The creation of the limited liability company in the 19th century has been described by some as the most important invention of the industrial age. But in recent times the protection that limited liability gives to directors has been eroded as the Courts discover new exceptions and Parliament is lobbied to change the law to make directors personally liable.
Perhaps the greatest current threat is HMRC’s lobbying of Parliament to be given powers to serve personal liability notices (PLNs) on directors where a company does not pay PAYE on time. It already has power to serve PLNs for unpaid national insurance contributions where the failure to pay is considered to be the result of a director’s negligence. In these situations, HMRC acts as the policeman, the Crown Prosecutor, and the Judge. It investigates, decides whether to issue a PLN, and then issues it to the director. Despite concerns expressed by the House of Lords that this process is offensive to human rights law, HMRC says it is compliant because the director always has the right to appeal to the Tax Tribunal.
Whilst Parliament ponders whether to give HMRC these extended powers, the Court has stepped in to say that there are circumstances where directors can be personally liable where the company breaches employment contracts. Whilst the decision is hardly surprising on the facts of the case, the underlying principles could be of wider application.

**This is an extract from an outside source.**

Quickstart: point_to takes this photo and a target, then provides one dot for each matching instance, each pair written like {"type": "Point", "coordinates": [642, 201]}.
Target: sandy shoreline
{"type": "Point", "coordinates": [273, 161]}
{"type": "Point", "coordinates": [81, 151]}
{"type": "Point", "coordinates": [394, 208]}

The case is called Antuzis and others v DJ Houghton Catching Services Ltd. It involved the employment of migrant workers from Lithuania as chicken catchers. The Court noted that the workers rights had been systematically abused in a variety of ways including unlawful deductions from wages, no holiday pay or breaks from work, no pay for overtime, not being paid on time or at all, and lack of protective clothing. In short, modern slavery.
As the employer company did not have the means to pay damages to the workers, they sued not only the company but also the directors and won.
The directors tried to defend the claims on the basis of the Said v Butt principle that a director will not be personally liable for inducing a breach of contract by the company if he is "acting bona fide within the scope of his authority". In considering what acting bona fide means, the Judge concluded that the focus is on the director’s conduct and intention in relation to his duties toward the company not towards the third party. The Judge considered the fiduciary duty owed by a director under Section 172 Act 2006 to act in good faith so as to promote the success of the company with regard to:
- the likely consequences of any decisions in the long term;
- the interests of the company's employees;
- the impact of the company's operations on the community; and
- the desirability of the company maintaining a reputation for high standards of business conduct.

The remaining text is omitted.